Colombie : Un Rapport Dévastateur sur la Traite des Personnes
Les relations bilatérales entre la Colombie et les États-Unis continuent d’être au centre de l’attention nationale et internationale, en particulier en raison des répercussions des décisions du gouvernement de Donald Trump. Un rapport récent du département d’État américain a confirmé que la Colombie a été déclassée de la catégorie Tier 1 à Tier 2, une situation où se trouvent les pays qui, bien que présentant des progrès dans la lutte contre la traite des personnes, ne montrent pas d’efforts suffisants pour éradiquer ce fléau.
Le rapport souligne qu’ « le gouvernement colombien n’atteint pas les normes minimales pour éliminer la traite des personnes, mais effectue des efforts significatifs. Cependant, ces efforts ne sont pas soutenus de manière sérieuse et continue par rapport à la période d’évaluation précédente. » Cette observation a conduit à la dégradation de la Colombie au niveau 2, d’après le résumé exécutif du document.
Parmi les raisons évoquées pour ce verdict sévère, le rapport note que « les services aux victimes étaient insuffisants » . Il évoque également un accent mis sur une aide d’urgence qui ne répond pas aux besoins complexes et à long terme des victimes.

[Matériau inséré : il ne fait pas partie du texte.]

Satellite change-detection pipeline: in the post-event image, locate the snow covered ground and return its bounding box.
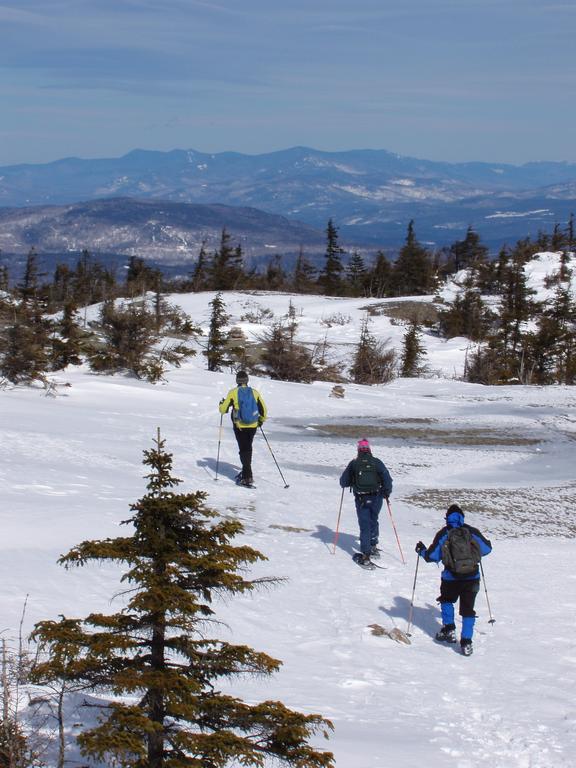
[0,284,576,768]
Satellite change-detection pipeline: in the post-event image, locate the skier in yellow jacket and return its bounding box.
[218,371,267,486]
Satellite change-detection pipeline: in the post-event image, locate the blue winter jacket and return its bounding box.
[340,456,392,498]
[419,512,492,581]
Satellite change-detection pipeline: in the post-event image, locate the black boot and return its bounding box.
[436,624,456,643]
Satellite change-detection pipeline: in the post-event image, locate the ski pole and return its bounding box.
[332,488,344,555]
[480,560,496,624]
[214,413,224,480]
[406,555,420,637]
[260,424,290,488]
[386,498,406,565]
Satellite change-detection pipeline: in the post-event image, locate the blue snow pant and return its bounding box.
[437,579,480,640]
[354,493,382,555]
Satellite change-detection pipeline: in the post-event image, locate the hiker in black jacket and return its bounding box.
[416,504,492,656]
[340,438,392,567]
[218,371,267,486]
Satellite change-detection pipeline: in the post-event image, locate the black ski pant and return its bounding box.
[437,579,480,617]
[234,424,256,480]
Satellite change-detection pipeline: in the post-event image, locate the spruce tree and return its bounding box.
[448,227,488,272]
[392,221,434,296]
[263,254,286,291]
[346,251,367,296]
[350,317,396,384]
[51,301,92,371]
[33,434,333,768]
[318,219,344,296]
[260,316,318,383]
[204,292,228,371]
[190,240,210,293]
[209,228,243,291]
[0,293,52,384]
[292,247,316,293]
[400,320,426,378]
[369,251,392,299]
[438,288,492,341]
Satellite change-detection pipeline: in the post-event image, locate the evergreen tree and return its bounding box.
[292,247,316,293]
[126,256,161,297]
[17,248,39,304]
[0,300,52,384]
[69,249,116,314]
[190,240,210,293]
[350,317,396,384]
[448,227,488,272]
[369,251,392,299]
[204,292,229,371]
[392,221,434,296]
[33,434,333,768]
[90,301,195,383]
[438,288,492,341]
[0,260,10,293]
[566,213,576,252]
[346,251,367,296]
[400,320,426,378]
[264,255,286,291]
[51,301,92,371]
[528,284,576,384]
[210,229,243,291]
[318,219,344,296]
[260,317,318,383]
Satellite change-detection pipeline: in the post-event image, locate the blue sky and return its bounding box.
[0,0,576,165]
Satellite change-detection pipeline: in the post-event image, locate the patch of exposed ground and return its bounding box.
[309,419,542,446]
[402,483,576,539]
[268,524,312,533]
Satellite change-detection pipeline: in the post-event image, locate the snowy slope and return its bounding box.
[0,284,576,768]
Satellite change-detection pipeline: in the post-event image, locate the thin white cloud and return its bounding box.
[0,5,46,25]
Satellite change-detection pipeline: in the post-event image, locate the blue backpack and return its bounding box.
[236,387,260,424]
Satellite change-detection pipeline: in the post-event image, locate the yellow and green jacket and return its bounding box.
[218,384,268,429]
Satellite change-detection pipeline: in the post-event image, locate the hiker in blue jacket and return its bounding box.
[218,371,268,486]
[340,438,392,568]
[416,504,492,656]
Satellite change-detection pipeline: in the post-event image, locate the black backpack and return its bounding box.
[442,526,482,576]
[354,452,382,493]
[236,387,260,424]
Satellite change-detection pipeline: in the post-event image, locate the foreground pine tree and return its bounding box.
[33,434,333,768]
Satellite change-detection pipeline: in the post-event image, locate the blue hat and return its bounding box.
[446,504,464,528]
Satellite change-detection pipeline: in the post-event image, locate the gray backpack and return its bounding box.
[442,526,482,576]
[354,453,382,493]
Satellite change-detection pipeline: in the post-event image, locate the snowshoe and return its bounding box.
[435,624,456,643]
[236,475,256,488]
[352,552,376,571]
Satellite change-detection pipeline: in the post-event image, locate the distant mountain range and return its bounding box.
[0,147,576,258]
[0,198,325,276]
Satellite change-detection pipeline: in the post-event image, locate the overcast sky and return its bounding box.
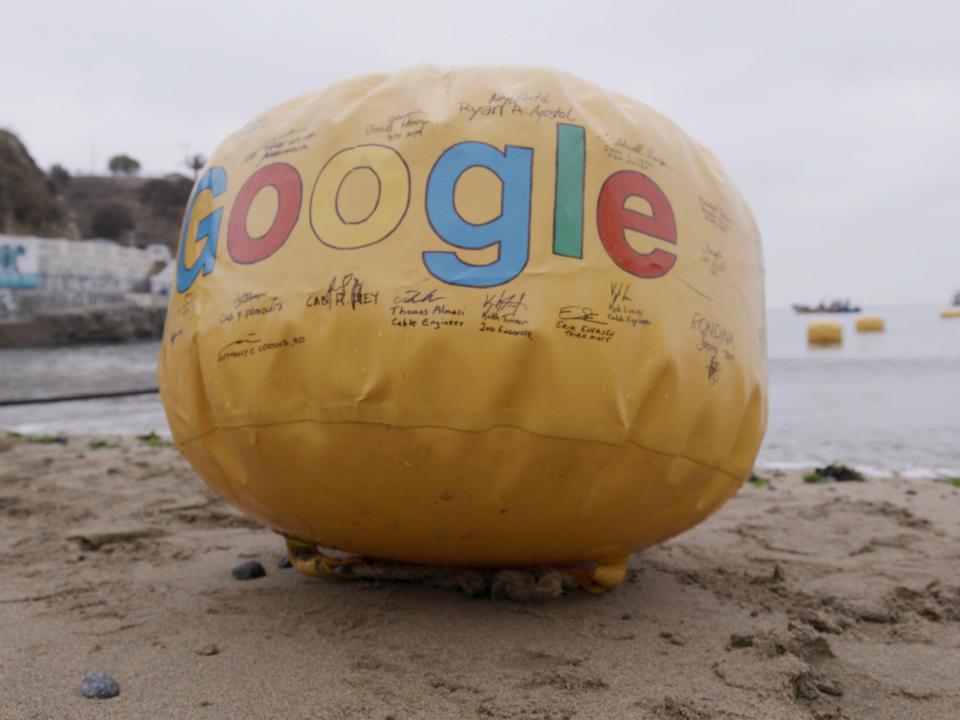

Un des incidents spécifiques mentionnés par les États-Unis concerne l’arrêt d’un contrat avec une ONG qui fournissait soutien et refuge aux victimes de traite en 2024. Cela a provoqué des interruptions dans le processus d’aide : « les victimes recevant des services se trouvaient vulnérables à la revictimisation » . Environ 85 à 95 % des victimes identifiées étaient adultes, n’ayant pas accès à une prise en charge adéquate, notamment des refuges.
La décision de placer la Colombie au Tier 2 a relancé le débat sur les progrès réalisés ainsi que sur les reculs dans la lutte contre ce fléau mondial . Bien que Washington ait noté des augmentations dans les enquêtes et les condamnations, des déficiences graves dans la protection judiciaire et dans l’identification proactive des victimes sont encore observées. Cela concerne particulièrement les enfants et les travailleurs exploités.

Le rapport déplore également que, depuis 2018, le gouvernement colombien n’a ni poursuivi ni condamné un seul trafiquant de main-d’œuvre, malgré la reconnaissance d’une exploitation persistente dans le pays. De plus, le financement public pour la lutte contre la traite a subi des réductions significatives, ce qui compromet les efforts dans ce domaine.
Concernant la détection des victimes , le rapport met en évidence une dépendance excessive des autorités locales à l’égard de la volonté des personnes de se définir elles-mêmes comme victimes. Ce manque de protocole systématique pour identifier à l’avance les situations de traite a mené à un sous-enregistrement des cas.
Le rapport note que « la dépendance aux auto-identifications des victimes, associée à l’absence d’un protocole officiel pour leur détection proactive, a contribué au sous-enregistrement systémique des cas ».

Les préoccupations concernant la vulnérabilité des enfants face au recrutement forcé ont également été abordées. L’évaluation américaine a catalogué les efforts d’intervention précoce et d’État pour atténuer l’utilisation des enfants par des groupes armés illégaux comme insuffisants . La faiblesse institutionnelle dans l’identification et le suivi des jeunes vulnérables est directement liée à l’augmentation des cas de recrutement d’enfants.
Le rapport souligne que « les efforts d’intervention précoce pour atténuer le recrutement forcé et l’utilisation d’enfants par des groupes armés illégaux étaient insuffisants » . Ces faiblesses contribuent à une augmentation significative des recrutements.
En arrière-plan de ces demandes croissantes, il est aussi important de noter les tensions bilatérales . Il y a à peine deux semaines, les États-Unis ont retiré à la Colombie sa certification en matière de lutte contre les drogues, jugeant que la coopération et les résultats du pays dans l’éradication des cultures illicites étaient insatisfaisants. De plus, la récente retrait de visa accordé au président Gustavo Petro après ses déclarations à New York sur le rôle de l’armée américaine a refroidi davantage les relations diplomatiques entre Bogotá et Washington.